Under Age Six

We don’t consider bedwetting to be “abnormal” until about the age of 6 years. There are two key reasons why: First, before that age it is still very likely that a child will stop wetting the bed with no treatment. After age six, while kids do continue to “outgrow it”, the rate at which they do slows down — it is much less likely to happen “soon”. Second, all treatment approaches (both behavioral and medication) tend to work better over this age than they do in younger children.

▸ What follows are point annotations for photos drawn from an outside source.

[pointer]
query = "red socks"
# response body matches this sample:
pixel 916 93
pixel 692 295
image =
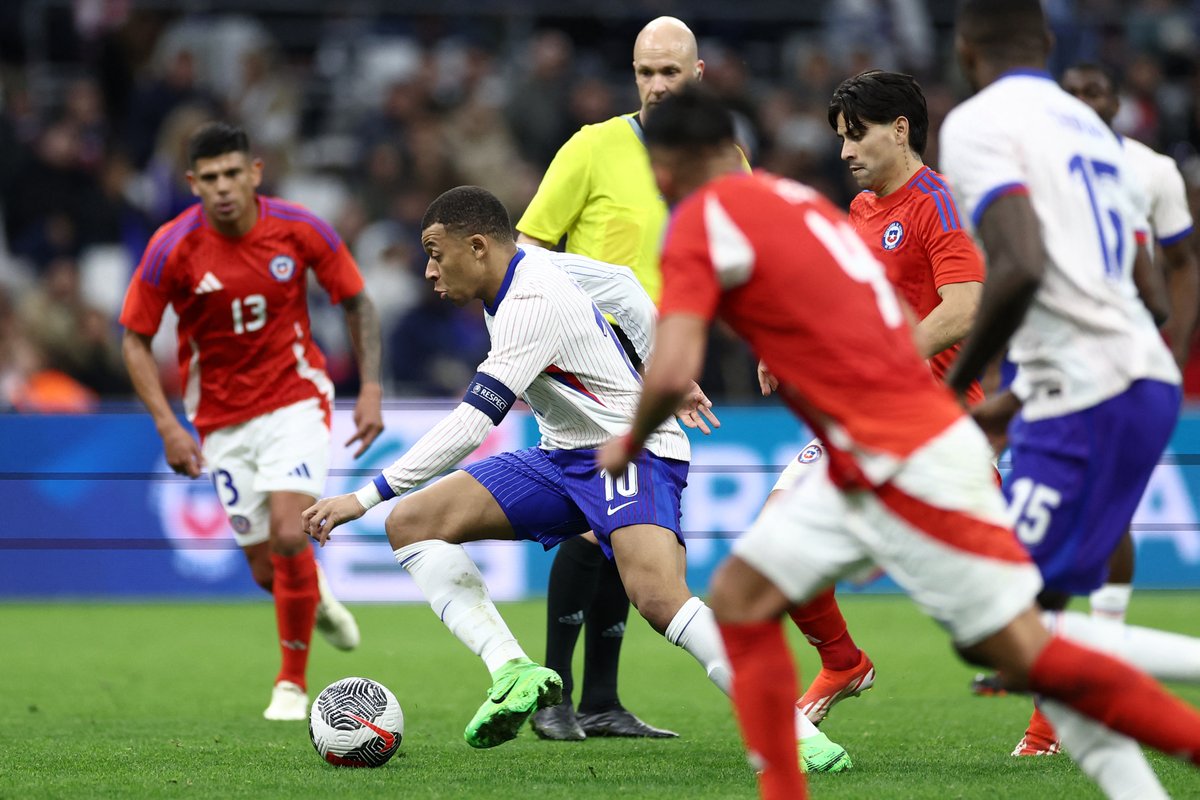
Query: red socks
pixel 295 611
pixel 821 621
pixel 1119 697
pixel 765 701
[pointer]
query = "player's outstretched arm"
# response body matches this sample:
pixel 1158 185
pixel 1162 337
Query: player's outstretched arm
pixel 951 319
pixel 767 382
pixel 1151 286
pixel 696 410
pixel 1012 239
pixel 321 518
pixel 1183 287
pixel 363 322
pixel 181 450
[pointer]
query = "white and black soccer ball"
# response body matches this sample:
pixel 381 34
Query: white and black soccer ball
pixel 357 722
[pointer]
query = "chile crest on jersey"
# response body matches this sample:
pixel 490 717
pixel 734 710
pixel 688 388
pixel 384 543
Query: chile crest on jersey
pixel 282 268
pixel 893 235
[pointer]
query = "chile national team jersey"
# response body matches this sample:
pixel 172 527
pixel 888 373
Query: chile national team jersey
pixel 918 236
pixel 245 341
pixel 786 270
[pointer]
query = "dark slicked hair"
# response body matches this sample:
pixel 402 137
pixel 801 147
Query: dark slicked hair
pixel 1005 29
pixel 693 119
pixel 216 139
pixel 468 210
pixel 880 98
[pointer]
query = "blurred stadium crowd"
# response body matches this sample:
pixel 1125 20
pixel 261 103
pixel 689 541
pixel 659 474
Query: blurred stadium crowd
pixel 365 112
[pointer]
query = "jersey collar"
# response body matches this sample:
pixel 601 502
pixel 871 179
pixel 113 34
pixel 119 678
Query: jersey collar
pixel 1026 72
pixel 508 280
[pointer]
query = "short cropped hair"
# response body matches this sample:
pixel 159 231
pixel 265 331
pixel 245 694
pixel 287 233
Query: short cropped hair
pixel 880 98
pixel 1109 74
pixel 469 210
pixel 693 118
pixel 1003 29
pixel 216 139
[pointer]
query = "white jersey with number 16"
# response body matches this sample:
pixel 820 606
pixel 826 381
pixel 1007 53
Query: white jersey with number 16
pixel 1087 335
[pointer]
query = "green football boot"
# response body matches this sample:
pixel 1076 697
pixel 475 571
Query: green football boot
pixel 819 753
pixel 519 689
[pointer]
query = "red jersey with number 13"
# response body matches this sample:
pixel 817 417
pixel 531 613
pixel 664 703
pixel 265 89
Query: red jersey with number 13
pixel 918 236
pixel 245 341
pixel 786 270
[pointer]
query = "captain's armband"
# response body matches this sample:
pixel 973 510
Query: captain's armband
pixel 490 396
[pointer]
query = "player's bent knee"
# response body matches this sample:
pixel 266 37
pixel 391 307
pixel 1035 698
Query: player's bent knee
pixel 657 607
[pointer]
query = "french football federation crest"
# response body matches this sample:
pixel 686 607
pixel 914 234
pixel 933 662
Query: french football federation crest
pixel 810 453
pixel 282 268
pixel 893 235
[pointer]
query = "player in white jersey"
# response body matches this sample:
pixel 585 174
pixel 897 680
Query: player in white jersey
pixel 1170 221
pixel 1047 188
pixel 553 348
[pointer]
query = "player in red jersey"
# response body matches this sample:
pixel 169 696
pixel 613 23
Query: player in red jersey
pixel 910 221
pixel 907 482
pixel 234 269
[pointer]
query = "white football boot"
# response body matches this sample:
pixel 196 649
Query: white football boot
pixel 288 703
pixel 334 620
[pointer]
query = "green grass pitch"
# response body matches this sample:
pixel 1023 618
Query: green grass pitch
pixel 165 701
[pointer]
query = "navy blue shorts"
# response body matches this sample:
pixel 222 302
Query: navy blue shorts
pixel 1077 480
pixel 551 495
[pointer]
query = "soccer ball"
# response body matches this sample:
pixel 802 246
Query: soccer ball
pixel 357 722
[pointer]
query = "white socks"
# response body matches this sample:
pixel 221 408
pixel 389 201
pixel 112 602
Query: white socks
pixel 694 629
pixel 455 589
pixel 1111 601
pixel 1165 656
pixel 1115 762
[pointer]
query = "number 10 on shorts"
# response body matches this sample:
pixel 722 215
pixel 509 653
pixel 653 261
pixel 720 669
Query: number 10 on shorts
pixel 623 485
pixel 1031 509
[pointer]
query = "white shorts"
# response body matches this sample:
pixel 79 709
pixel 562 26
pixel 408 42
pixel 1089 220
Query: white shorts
pixel 805 463
pixel 286 450
pixel 937 528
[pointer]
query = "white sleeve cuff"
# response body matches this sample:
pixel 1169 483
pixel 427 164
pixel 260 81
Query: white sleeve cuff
pixel 369 495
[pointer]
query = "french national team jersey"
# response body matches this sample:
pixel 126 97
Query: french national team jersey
pixel 552 346
pixel 918 236
pixel 245 342
pixel 786 270
pixel 1158 175
pixel 1087 335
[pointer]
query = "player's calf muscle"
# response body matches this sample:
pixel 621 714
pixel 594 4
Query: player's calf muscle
pixel 741 594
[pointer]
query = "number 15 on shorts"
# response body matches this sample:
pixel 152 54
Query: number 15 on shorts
pixel 1031 510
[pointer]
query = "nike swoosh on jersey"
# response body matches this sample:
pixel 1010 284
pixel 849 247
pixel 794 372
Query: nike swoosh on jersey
pixel 209 283
pixel 388 737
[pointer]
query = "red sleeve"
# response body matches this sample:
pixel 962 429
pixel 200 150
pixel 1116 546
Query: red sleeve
pixel 952 253
pixel 336 271
pixel 689 281
pixel 151 286
pixel 324 251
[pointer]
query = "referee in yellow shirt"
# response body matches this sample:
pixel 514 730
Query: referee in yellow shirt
pixel 599 192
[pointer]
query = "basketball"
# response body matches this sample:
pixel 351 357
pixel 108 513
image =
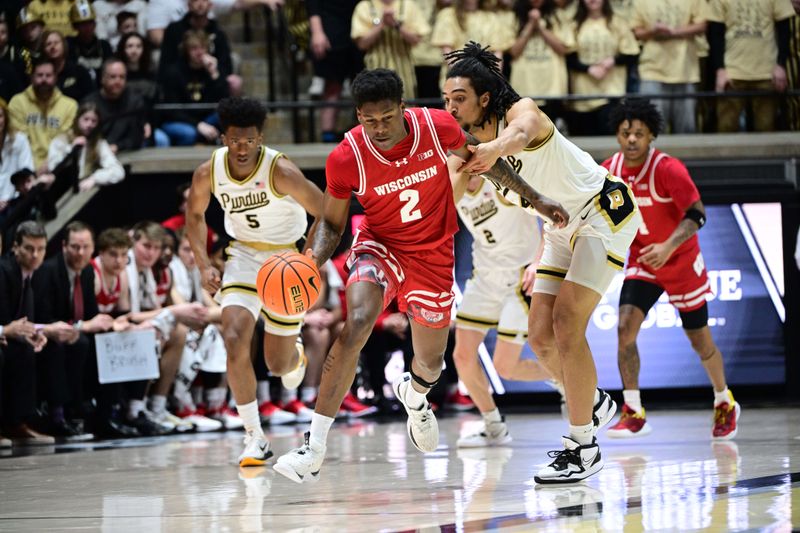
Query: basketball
pixel 288 283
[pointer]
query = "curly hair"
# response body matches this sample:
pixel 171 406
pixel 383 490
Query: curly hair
pixel 482 68
pixel 631 109
pixel 241 113
pixel 376 85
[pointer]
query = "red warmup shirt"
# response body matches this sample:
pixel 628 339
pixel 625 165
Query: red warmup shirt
pixel 405 192
pixel 664 191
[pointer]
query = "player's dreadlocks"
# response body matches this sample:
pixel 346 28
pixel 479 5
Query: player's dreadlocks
pixel 241 113
pixel 631 109
pixel 482 68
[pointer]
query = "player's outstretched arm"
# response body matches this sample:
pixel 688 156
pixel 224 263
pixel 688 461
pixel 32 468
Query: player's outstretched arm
pixel 196 229
pixel 289 180
pixel 458 180
pixel 525 125
pixel 330 228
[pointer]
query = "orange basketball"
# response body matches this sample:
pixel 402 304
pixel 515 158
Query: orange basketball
pixel 288 283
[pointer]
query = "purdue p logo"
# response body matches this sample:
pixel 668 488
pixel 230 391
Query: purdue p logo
pixel 615 200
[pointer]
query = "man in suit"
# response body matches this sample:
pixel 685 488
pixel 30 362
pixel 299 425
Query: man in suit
pixel 67 281
pixel 18 280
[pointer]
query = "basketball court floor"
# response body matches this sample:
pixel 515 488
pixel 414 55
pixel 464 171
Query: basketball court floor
pixel 375 480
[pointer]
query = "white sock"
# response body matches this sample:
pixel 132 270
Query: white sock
pixel 414 399
pixel 582 434
pixel 216 398
pixel 633 399
pixel 723 396
pixel 492 417
pixel 320 425
pixel 158 403
pixel 249 414
pixel 134 408
pixel 262 391
pixel 307 394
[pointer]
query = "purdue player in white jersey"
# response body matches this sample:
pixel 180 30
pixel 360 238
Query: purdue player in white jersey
pixel 506 242
pixel 265 198
pixel 578 261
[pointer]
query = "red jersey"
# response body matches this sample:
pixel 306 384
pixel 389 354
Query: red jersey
pixel 664 191
pixel 108 297
pixel 405 192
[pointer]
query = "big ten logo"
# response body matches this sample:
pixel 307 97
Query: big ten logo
pixel 297 299
pixel 724 286
pixel 615 199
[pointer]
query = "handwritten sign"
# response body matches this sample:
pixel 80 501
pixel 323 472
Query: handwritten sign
pixel 127 356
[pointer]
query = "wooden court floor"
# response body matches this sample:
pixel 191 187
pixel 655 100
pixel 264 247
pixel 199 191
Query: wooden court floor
pixel 675 479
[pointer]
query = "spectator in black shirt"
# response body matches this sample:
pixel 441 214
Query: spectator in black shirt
pixel 218 46
pixel 192 80
pixel 73 80
pixel 85 48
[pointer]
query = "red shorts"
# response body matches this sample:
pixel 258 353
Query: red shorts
pixel 421 280
pixel 684 278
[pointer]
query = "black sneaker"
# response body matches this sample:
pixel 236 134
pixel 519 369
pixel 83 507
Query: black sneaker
pixel 604 410
pixel 148 427
pixel 572 464
pixel 70 431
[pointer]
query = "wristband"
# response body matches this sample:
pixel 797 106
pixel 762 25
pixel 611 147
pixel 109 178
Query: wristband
pixel 696 216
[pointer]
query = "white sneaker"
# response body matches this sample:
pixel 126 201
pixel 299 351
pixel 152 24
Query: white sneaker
pixel 604 410
pixel 293 379
pixel 572 464
pixel 227 417
pixel 302 464
pixel 256 450
pixel 495 434
pixel 181 424
pixel 423 430
pixel 203 424
pixel 159 420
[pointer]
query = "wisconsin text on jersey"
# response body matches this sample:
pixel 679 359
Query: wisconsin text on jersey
pixel 481 213
pixel 407 181
pixel 244 202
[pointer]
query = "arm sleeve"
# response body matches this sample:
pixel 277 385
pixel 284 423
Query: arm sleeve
pixel 674 178
pixel 450 134
pixel 110 170
pixel 782 32
pixel 625 60
pixel 341 172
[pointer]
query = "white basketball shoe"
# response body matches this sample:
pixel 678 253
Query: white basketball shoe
pixel 302 464
pixel 423 430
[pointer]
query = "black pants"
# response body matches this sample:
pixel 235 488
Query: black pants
pixel 62 371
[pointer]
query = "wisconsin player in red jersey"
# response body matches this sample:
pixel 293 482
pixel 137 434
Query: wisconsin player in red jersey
pixel 396 164
pixel 664 256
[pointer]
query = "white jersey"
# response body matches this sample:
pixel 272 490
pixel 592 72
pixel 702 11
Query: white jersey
pixel 504 236
pixel 254 211
pixel 559 170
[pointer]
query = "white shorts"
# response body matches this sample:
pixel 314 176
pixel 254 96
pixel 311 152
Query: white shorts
pixel 610 220
pixel 239 288
pixel 494 299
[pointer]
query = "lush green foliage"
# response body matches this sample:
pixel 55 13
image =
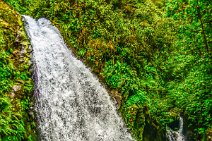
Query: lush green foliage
pixel 15 82
pixel 153 55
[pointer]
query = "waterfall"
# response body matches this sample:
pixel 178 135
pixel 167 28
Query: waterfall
pixel 176 135
pixel 71 104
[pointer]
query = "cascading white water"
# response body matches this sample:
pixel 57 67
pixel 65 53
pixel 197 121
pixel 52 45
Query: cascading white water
pixel 71 104
pixel 176 135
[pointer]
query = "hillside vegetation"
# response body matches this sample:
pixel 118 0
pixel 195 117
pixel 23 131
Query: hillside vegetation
pixel 154 57
pixel 16 123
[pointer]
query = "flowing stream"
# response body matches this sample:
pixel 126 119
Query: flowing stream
pixel 176 135
pixel 71 104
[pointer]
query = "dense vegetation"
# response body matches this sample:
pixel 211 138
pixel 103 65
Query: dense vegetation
pixel 154 56
pixel 15 82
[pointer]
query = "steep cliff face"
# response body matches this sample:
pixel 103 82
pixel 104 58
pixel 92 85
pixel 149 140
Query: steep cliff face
pixel 16 119
pixel 145 57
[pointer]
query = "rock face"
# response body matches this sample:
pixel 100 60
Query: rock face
pixel 71 104
pixel 15 83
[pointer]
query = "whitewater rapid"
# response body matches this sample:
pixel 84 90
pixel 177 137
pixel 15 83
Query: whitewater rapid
pixel 71 104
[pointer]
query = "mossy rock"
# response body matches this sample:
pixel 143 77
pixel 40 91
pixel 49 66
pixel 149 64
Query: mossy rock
pixel 15 97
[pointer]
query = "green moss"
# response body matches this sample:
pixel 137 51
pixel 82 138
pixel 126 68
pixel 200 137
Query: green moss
pixel 15 78
pixel 144 57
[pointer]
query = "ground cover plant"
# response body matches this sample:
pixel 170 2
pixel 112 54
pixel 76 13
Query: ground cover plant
pixel 154 56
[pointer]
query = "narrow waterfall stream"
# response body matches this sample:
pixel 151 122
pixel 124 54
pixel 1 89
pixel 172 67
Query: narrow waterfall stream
pixel 176 135
pixel 71 104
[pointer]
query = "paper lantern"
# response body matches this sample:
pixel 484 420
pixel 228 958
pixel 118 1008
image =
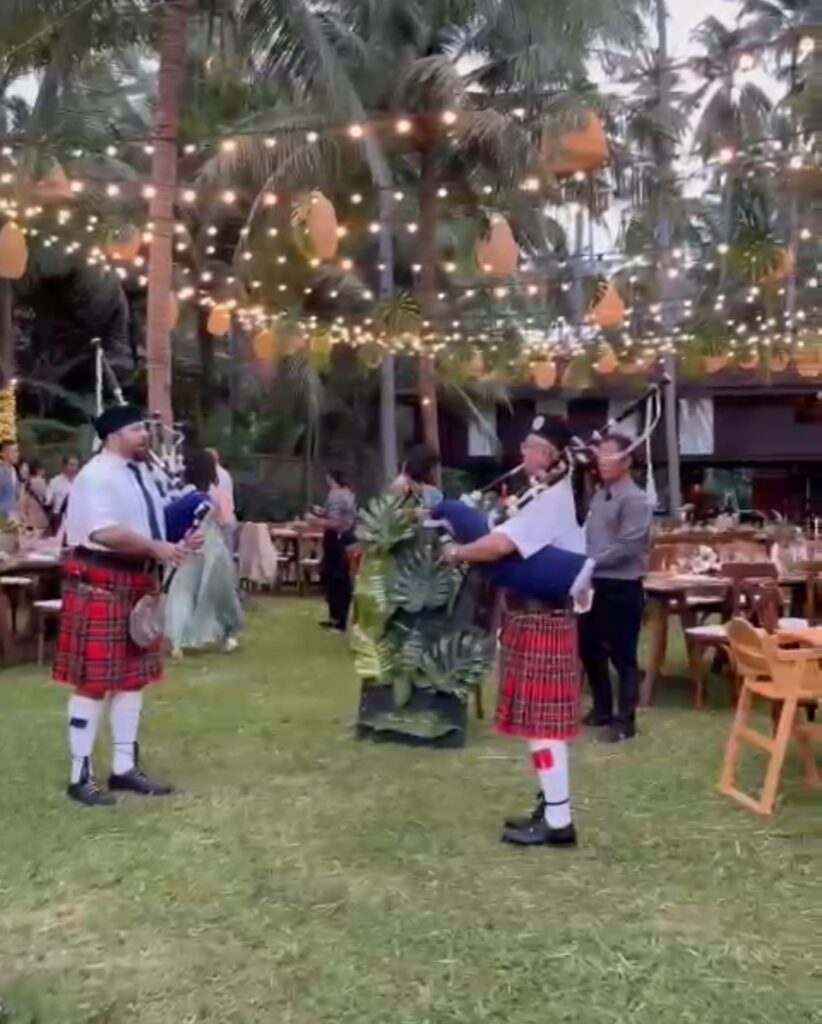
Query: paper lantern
pixel 581 151
pixel 785 261
pixel 320 221
pixel 607 361
pixel 13 252
pixel 496 253
pixel 8 413
pixel 219 322
pixel 715 364
pixel 263 346
pixel 544 374
pixel 609 311
pixel 53 186
pixel 125 246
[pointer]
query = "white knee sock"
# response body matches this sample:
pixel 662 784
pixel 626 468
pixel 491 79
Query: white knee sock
pixel 125 718
pixel 84 718
pixel 550 759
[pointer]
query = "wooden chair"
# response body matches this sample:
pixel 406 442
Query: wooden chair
pixel 787 679
pixel 754 596
pixel 45 611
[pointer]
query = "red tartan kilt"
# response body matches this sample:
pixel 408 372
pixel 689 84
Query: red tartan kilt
pixel 539 676
pixel 95 653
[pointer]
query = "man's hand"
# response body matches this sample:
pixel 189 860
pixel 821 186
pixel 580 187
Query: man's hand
pixel 193 540
pixel 451 555
pixel 169 554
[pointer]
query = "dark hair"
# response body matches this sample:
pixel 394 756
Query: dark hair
pixel 421 463
pixel 621 441
pixel 201 469
pixel 339 477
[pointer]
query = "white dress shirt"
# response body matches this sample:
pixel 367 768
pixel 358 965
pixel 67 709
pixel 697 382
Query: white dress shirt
pixel 105 493
pixel 58 489
pixel 551 518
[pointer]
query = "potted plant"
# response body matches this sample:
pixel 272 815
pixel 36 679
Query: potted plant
pixel 417 664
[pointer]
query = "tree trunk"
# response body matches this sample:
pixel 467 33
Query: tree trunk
pixel 428 293
pixel 174 25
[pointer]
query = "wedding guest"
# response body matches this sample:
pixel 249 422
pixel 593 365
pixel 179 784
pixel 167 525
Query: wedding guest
pixel 33 497
pixel 9 457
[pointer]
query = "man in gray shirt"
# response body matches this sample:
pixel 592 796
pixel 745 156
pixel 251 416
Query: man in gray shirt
pixel 617 534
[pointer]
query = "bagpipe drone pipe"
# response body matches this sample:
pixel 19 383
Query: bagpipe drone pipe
pixel 550 573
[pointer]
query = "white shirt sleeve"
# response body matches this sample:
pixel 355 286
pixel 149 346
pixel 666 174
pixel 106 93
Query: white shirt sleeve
pixel 539 523
pixel 92 508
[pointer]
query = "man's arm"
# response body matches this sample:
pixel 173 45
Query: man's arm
pixel 635 522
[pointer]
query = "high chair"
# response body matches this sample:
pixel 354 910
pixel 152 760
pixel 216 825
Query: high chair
pixel 788 679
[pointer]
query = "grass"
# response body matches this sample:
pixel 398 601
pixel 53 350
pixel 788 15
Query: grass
pixel 302 878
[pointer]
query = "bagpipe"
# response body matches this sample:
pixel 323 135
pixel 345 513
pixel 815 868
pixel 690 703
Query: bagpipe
pixel 166 460
pixel 552 572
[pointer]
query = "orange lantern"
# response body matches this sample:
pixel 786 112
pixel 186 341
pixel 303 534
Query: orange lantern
pixel 544 374
pixel 580 151
pixel 13 252
pixel 609 311
pixel 607 361
pixel 125 246
pixel 783 267
pixel 498 253
pixel 263 345
pixel 715 364
pixel 219 322
pixel 320 220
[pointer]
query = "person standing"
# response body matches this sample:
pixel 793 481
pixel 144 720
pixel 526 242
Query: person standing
pixel 59 488
pixel 9 483
pixel 539 677
pixel 618 536
pixel 337 522
pixel 115 525
pixel 32 500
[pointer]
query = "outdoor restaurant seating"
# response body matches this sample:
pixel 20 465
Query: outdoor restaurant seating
pixel 789 680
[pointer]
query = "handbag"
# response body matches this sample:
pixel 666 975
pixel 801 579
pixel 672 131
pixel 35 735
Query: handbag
pixel 146 621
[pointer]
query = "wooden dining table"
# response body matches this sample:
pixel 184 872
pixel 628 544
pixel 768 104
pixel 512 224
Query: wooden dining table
pixel 689 597
pixel 16 600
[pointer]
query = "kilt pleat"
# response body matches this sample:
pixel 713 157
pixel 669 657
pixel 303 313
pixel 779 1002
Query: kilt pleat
pixel 95 652
pixel 539 676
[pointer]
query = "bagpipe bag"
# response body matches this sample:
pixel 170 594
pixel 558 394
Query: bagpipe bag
pixel 548 576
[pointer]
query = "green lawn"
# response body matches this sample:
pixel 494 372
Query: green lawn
pixel 303 878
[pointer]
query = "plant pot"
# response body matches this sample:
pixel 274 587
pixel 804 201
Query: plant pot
pixel 417 723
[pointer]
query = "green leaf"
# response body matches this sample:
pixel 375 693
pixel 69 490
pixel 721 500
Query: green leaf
pixel 422 581
pixel 457 663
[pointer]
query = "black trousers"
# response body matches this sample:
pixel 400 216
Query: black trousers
pixel 610 632
pixel 337 576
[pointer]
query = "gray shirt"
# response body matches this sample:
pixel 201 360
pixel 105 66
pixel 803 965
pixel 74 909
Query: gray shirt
pixel 618 530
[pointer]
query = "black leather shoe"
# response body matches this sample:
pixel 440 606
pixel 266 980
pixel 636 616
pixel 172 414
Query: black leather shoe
pixel 537 814
pixel 617 732
pixel 89 794
pixel 136 780
pixel 541 834
pixel 595 720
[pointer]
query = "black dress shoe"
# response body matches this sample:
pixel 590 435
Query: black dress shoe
pixel 136 780
pixel 618 732
pixel 537 814
pixel 541 834
pixel 89 794
pixel 595 720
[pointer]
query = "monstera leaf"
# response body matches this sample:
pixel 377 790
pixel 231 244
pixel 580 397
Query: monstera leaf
pixel 374 659
pixel 422 581
pixel 385 523
pixel 374 607
pixel 456 664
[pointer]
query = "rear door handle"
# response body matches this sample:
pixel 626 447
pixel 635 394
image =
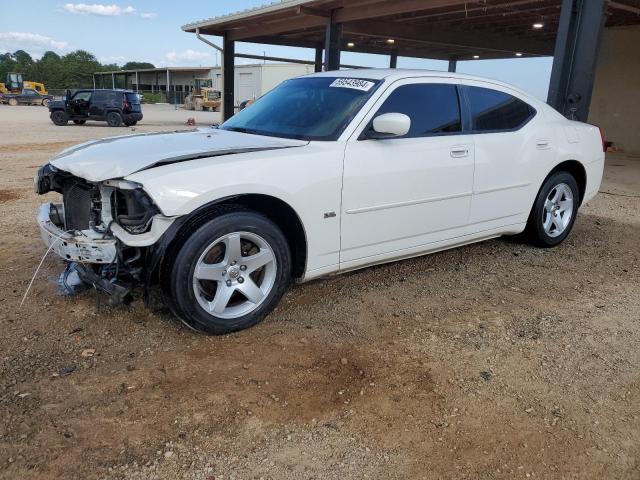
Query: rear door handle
pixel 543 144
pixel 460 152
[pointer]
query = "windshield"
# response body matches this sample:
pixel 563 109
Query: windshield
pixel 314 108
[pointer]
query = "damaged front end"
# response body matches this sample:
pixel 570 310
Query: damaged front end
pixel 104 230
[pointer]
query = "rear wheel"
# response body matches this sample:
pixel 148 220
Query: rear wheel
pixel 114 119
pixel 229 273
pixel 554 211
pixel 59 117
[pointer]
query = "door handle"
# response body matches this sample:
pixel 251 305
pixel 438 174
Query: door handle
pixel 543 144
pixel 459 152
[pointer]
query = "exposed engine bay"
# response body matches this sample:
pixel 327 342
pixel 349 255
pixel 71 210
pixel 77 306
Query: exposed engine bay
pixel 91 226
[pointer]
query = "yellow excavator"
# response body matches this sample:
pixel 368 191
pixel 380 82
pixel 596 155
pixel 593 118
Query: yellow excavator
pixel 37 86
pixel 14 84
pixel 203 96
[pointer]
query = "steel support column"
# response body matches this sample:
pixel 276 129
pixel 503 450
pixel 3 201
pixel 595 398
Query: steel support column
pixel 333 44
pixel 228 77
pixel 318 62
pixel 168 83
pixel 393 59
pixel 575 57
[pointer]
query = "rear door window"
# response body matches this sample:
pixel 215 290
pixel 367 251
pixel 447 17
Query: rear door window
pixel 434 108
pixel 100 96
pixel 84 96
pixel 495 111
pixel 133 98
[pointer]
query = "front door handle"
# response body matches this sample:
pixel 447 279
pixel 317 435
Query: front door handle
pixel 460 152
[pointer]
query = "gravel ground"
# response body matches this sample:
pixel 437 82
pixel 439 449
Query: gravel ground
pixel 493 361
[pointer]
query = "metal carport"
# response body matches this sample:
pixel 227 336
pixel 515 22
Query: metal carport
pixel 568 30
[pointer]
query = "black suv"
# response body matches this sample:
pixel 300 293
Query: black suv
pixel 113 106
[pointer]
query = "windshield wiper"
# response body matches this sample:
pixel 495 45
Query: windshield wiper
pixel 244 130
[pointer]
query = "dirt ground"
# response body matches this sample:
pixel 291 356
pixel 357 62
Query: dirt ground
pixel 492 361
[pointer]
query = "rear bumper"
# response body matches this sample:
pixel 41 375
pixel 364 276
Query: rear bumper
pixel 86 246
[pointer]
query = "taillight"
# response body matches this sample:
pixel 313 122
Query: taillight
pixel 604 143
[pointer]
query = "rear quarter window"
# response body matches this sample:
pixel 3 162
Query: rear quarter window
pixel 495 111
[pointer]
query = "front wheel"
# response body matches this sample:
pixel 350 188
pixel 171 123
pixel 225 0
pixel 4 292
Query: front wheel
pixel 554 211
pixel 229 273
pixel 114 119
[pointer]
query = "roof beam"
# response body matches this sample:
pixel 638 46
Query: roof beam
pixel 625 7
pixel 468 40
pixel 314 12
pixel 385 8
pixel 300 22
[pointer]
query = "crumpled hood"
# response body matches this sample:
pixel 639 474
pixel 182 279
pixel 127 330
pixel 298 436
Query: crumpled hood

For the parents of a child below 6 years, there are a few pieces of advice, things to do or avoid while waiting for him/her to get a bit older:

  • DON’T try to awaken the child at night to take them to the toilet – this only works to prevent the wetting that night about half the time, and in the bigger picture it actually prolongs the bedwetting by not allowing the sleeping, subconscious brain the opportunity it needs to learn to hold urine in. This just postpones the day when the child finally outgrows it themselves.
  • DON’T use pull-ups or diapers. This makes wetting “too easy” for child and sends the message that they are still “a baby” and that this is “OK”, removing any subconscious motivation to “grow up”.
  • DON’T scold, get angry, or blame. (This isn’t in child’s conscious control).
  • DO encourage child to take as much responsibility for practical aspects of cleanup as he is physically/cognitively able to do (changing his own clothes, bed sheets, putting dirty stuff in right place, etc.)
  • DO restrict fluid intake in the 3-4h prior to bedtime, and be sure he/she urinates just before going to bed.